Most Charges Dismissed After Attack on Fish Weir

By Bob Tkacz

July 2011

A Homer resident, faced with ten criminal charges after allegedly admitting to a state trooper that he floated logs and other debris down the Anchor River to wreck an Alaska Department of Fish and Game weir last June, settled the entire matter with a thousand dollar fine and 30-day suspended jail sentence in a negotiated disposition approved by the trial court in April.

“The whole story was completely fabricated. That one charge was to just let me know how stupid I was,” said Christopher A. Vigue, 46, May 24.

Lance Joanis, state prosecutor in the Third Judicial District, and Deputy Prosecutor Amy Fenske, who handled the case, did not respond to repeated phone calls and emails in May asking why they agreed to dismiss the charges with a confession in hand.

“He admitted throwing them into the river to interfere with the weir installation … He admitted it was a bad idea for him to throw the logs into the river and he wouldn’t do that again,” said Trooper Mike Henry, the investigating officer, last fall.

The trooper said technicians in the water quickly became suspicious because of the amount of debris that suddenly began flowing by while the river level was dropping. “The description that was given to me was a fairly steady flow of debris over the course of a half our,” Henry said.

In a news account published last summer Vigue denied cutting down trees to throw in the river. The trooper said agency staff working in the river saw fresh-cut trees still bearing green leaves from 20 to 30-feet long and tree stumps up to four feet in diameter floating their way. No one was injured and no equipment was damaged but Henry said, “There was a very near impact” to a sonar unit also in use.

A North Slope oil field worker, Vigue claimed then, and still maintains, that the annual state fish counting project, with a commonly used weir, is destroying Chinook salmon stocks in the river by blocking their progress toward upstream spawning grounds. US Fish & Wildlife Service biologists were working on a screw trap, another type of fish counter, on the day of the incident and Vigue said he confirmed with a US Fish & Wildlife Service employee that it is a violation of federal law to “stop natural fish from where they want to go.”

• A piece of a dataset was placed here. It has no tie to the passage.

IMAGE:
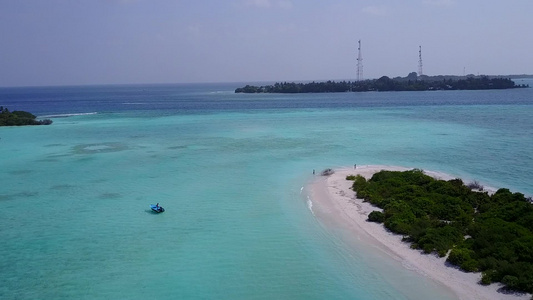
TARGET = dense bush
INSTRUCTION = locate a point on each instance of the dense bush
(488, 233)
(19, 118)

Weirs are among the most accurate fish-counting methods because fish can be caught and individually tagged, sampled or otherwise measured before being released.

Vigue, who said his last formal biology class was in junior high school, explained that the feds’ screw trap was not a problem, but the weir “is a complete dam” that was stopping returning salmon long enough for them to lay their eggs in areas where they are decimated by predators. “The Dolly Varden, they’re like bull dozers digging in the gravel picking all the eggs out of the gravel,” he said.

“They’re trying to create a lot of work for themselves. I don’t have a lot of respect for state or federal agencies,” he added. ADF&G began counting king and silver salmon returns in the Anchor River with a sonar unit in 2003 and has also used the weir since the summer of 2004.

Vigue was facing maximum penalties including 13 years in prison and more than $134,000 in fines for the June 8 incident. He was never arrested but arraigned last September on five counts of reckless endangerment, two charges of assault and two charges of criminal mischief; all misdemeanors.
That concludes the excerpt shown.